音声ブラウザご使用の方向け: SKIP NAVI GOTO NAVI

REHABILITATION OF PEOPLE WITH HEARING IMPAIRMENT - AN OVER VIEW

D.S. Chauhan*

Welcome changes are taking place in society's attitude towards persons with disability. Once regarded as objects of pity and charity, disabled persons are now able to become more productive by tapping their residual abilities and faculties.
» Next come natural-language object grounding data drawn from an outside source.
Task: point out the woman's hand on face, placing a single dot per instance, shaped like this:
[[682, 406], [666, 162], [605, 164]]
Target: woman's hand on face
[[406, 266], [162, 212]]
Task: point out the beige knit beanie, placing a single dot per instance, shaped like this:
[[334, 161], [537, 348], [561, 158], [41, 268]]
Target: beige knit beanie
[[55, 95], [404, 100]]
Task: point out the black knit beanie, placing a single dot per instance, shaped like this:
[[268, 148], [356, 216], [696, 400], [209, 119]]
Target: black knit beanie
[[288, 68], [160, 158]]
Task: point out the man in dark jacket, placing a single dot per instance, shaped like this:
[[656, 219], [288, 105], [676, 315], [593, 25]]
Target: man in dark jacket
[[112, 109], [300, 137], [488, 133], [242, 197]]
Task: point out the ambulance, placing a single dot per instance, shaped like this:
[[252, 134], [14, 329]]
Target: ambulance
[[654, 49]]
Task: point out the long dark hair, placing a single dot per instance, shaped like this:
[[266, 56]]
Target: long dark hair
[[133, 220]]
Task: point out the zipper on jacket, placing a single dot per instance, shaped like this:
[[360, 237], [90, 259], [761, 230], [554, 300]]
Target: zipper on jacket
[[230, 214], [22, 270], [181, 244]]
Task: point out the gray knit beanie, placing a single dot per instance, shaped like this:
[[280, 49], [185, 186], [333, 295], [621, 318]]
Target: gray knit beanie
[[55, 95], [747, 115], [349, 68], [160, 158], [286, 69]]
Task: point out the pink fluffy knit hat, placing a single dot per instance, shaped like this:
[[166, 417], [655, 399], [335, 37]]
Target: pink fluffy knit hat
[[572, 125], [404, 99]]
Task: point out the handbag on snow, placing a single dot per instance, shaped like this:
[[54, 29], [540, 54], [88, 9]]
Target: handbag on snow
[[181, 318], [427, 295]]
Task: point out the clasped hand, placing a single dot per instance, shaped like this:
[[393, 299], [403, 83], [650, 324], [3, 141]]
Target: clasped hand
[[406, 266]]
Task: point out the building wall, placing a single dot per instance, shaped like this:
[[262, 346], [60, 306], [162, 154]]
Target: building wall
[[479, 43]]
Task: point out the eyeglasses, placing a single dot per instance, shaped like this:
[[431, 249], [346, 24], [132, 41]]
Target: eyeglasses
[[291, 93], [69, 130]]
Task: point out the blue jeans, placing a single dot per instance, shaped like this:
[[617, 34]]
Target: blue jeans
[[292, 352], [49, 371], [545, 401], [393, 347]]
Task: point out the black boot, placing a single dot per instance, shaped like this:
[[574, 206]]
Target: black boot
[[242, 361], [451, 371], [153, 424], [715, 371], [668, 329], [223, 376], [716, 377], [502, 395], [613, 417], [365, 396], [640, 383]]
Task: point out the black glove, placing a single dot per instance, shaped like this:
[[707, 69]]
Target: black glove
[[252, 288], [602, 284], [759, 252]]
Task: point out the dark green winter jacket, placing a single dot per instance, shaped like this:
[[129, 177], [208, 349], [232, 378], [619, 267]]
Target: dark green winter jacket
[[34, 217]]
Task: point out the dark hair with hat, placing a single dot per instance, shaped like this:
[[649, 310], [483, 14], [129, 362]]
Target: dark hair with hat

While people with locomotor and visual impairments miss no opportunity to present their own case and seek supportive measures best suited to them, the situation of people with hearing impairment is still being viewed from the angle of the benefactor rather than that of beneficiaries. Because hearing impaired persons cannot normally express themselves, hearing persons become their accepted leaders and champions. Since they have little or no say in the matter, they remain the most backward among disabled persons. Further, while one finds advocates, authors, administrators, academicians and doctors in the group of people with locomotor or visual disability, who are articulate advocates for their group, among the hearing impaired persons there are hardly any matriculates. Hence, while chalking out a programme for the rehabilitation of hearing impaired persons, their different needs have to be carefully considered.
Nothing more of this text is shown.